けれどそんな気持ちとは裏腹に、心細さを耐えるため、わたしはギュッとシーツを口元まで引き上げる。目の前がゆらゆら揺れているのは、きっと瞳に浮かんだ涙のせいだ。
―――死にたくないっ……。
「ゆゆー。
……なに、まーた泣いてんのかよ」
「いっ……」
パチン、と額の辺りで音がして、わたしは顔を歪めた。
恐る恐る目を開けば、そこには小さな頃からわたしの面倒をよく見てくれる、二つ歳上の幼馴染・せいちゃんの姿があった。いつ来たのだろう。全く気づかなかった。
「せいちゃん……っ」
「何、どーした」
掴んでいたシーツを放って、彼の身体にしがみ付けば、その大きな手がわたしの頭を優しく撫でてくれた。さっきのデコピンみたいに、ちょっぴり意地悪なせいちゃんだけど、わたしの甘えにはきちんと応えてくれる。

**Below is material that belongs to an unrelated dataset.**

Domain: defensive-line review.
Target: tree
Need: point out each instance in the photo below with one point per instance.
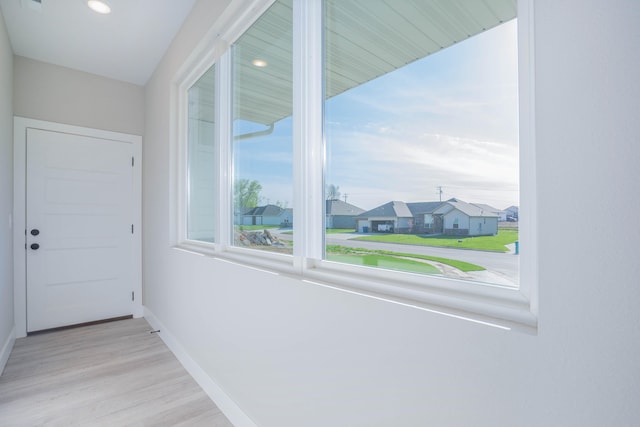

その気怠けな声に、酷く安心感を覚えて、思わず嗚咽を漏らした。
「うぅ、せいちゃんっ。
どうしよ、またお花見行けなくなっちゃう……っ」
「桜が見たいよおっ」と誰に向けてか、懇願する。
頬を伝う雫は、ポタポタと彼のシャツを濡らし、また自分の着ている白い入院着へ染みを作っていった。